Y entre los tres cargaron con doña Clara, que estaba sin sentido.

Después de algunos minutos doña Clara estaba recibida en una casa que se abrió al nombre del tribunal del Santo Oficio, pronunciado por el padre Aliaga.

A aquel nombre no había puerta que no se abriera en aquellos tiempos en España.

Y ninguna persona más competente para usar de él que el inquisidor general.

Nadie vió á doña Clara, que fué introducida envuelta en su manto.

En efecto, sólo estaba desmayada.

Aquel rudo combate la había aterrado, porque si bien doña Clara era valiente, su valor era el valor de la mujer.

El cocinero mayor se quedó encerrado con ella.

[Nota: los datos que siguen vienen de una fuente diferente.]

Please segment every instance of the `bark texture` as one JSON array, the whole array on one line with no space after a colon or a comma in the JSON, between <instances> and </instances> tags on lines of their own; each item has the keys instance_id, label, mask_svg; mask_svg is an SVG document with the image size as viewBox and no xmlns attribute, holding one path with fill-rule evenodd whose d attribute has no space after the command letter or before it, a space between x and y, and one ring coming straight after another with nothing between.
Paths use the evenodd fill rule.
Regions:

Pero antes dijo á Quevedo:

—Si habéis matado al tío Manolillo, importa que le quitéis unos papeles que lleva encima y que son muy importantes; pero apresuráos y entrad cuanto antes en la casa á cuya puerta os hemos encontrado, porque en esa casa están de cena la Dorotea y don Juan, y en esa cena hay un plato envenenado.

—¡Ah!—exclamó Quevedo, y escapó.

Y llegó al lugar donde estaba el bufón y le registró.

Quitóle unos papeles que encontró bajo su ropilla y una llave.

El bufón no se movía.

Quevedo guardó los papeles, se alzó, se volvió á la puerta que estaba tras él, puso la llave en la cerradura y dijo al padre Aliaga que le había seguido:

—Entremos, fray Luis, entremos.

Poco después el fraile y el poeta estaban dentro de la casa, cuya puerta volvió á cerrarse.